Verdacht auf Zinskartell EU-Razzia bei Großbanken
19.10.2011, 12:25 Uhr
Im Dunkeln ist gut Munkeln? Am Euribor orientieren sich Euro-Anleihen und andere Kreditinstrumente; insgesamt handelt es sich um einen Billionen-Markt.
(Foto: picture alliance / dpa)
Die EU-Kommission bestätigt, dass mehrere auf dem Derivate-Markt tätige Finanzunternehmen durchsucht worden sind. Es bestehe der Verdacht, dass es im Zusammenhang mit dem Euribor-Zins zu einem Marktkartell gekommen sei. Namen der betroffenen Unternehmen oder Länder nannte die EU-Behörde nicht.
Die EU-Kommission wirft mehreren europäischen Großbanken unlautere Geschäftspraktiken vor. Bei einer Razzia durchsuchten Ermittler die Büros von Geldhäusern in mehreren Staaten, teilte die EU-Behörde in Brüssel mit. Gegen die Institute bestehe der Verdacht, Zinssätze manipuliert zu haben. Möglicherweise hätten sie versucht, den Euribor-Zinssatz zu ihren Gunsten zu beeinflussen.

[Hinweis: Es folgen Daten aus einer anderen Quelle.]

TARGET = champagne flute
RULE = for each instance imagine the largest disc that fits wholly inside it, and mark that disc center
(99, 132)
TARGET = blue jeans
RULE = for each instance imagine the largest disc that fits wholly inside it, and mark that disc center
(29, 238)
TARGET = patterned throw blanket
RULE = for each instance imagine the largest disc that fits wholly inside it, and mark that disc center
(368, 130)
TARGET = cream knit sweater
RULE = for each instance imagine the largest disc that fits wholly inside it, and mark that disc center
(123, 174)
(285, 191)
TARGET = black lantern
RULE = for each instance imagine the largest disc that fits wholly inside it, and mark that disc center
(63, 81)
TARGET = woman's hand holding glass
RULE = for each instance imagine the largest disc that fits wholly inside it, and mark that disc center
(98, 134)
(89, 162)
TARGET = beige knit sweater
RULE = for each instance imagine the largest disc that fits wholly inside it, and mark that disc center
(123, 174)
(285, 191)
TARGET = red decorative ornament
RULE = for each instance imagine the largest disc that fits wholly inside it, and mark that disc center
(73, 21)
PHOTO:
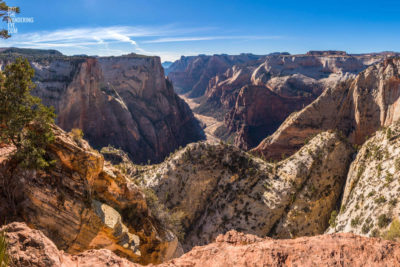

Die Namen der betroffenen Banken oder Länder nannte die EU-Kommission nicht. Falls sich herausstellt, dass die Unternehmen schuldig sind, kann die EU-Behörde hohe Strafen von bis zu zehn Prozent des Jahresumsatzes eines Unternehmens verhängen.
Der Euribor (Euro Interbank Offered Rate) ist der Zinssatz, den europäische Banken untereinander beim Handel von Einlagen verlangen. Er ist einer der wichtigsten Referenzzinssätze für Kredite und Anlageprodukte. Mit den Durchsuchungen wollte sich die Kommission ein Bild über die Funktionsweise des Euribor und der möglichen Manipulationen machen, hieß es.
Preisabsprachen zum Schaden von Konkurrenten oder Verbrauchern sind in der EU verboten. Allerdings betonte die Kommission, dass bisher nur ein Anfangsverdacht vorliege und Durchsuchungen noch kein Beleg für die Schuld der Firmen seien. "Die Kommission hat den Verdacht, dass die Unternehmen EU-Recht verletzt haben, das Kartelle und unlautere Geschäftspraktiken verbietet", schrieben die Kartellwächter. Die Durchsuchungen hätten bereits am Dienstag stattgefunden.
Bankenverband unterstützt Ermittlungen
Die europäische Bankenbranche sagte derweil der EU-Kommission ihre Zusammenarbeit bei den Ermittlungen zu Zinsmanipulationen zu. Die Bankenorganisation Euribor-EBF teilte mit, sie sei bereit, den Ermittlern die gewünschten Daten zur Verfügung zu stellen. Die Organisation äußerte sich zuversichtlich, dass es bei der Bildung des Euribor-Zinses keine Unregelmäßigkeiten gegeben habe.
Allein die große Anzahl der beteiligten Banken mache Manipulationen des Zinssatzes unmöglich. Euribor-EBF ist einer Unterorganisation des Europäischen Bankenverbands und errechnet auf Basis der Informationen von 44 europäischen Banken den Euribor-Zinssatz.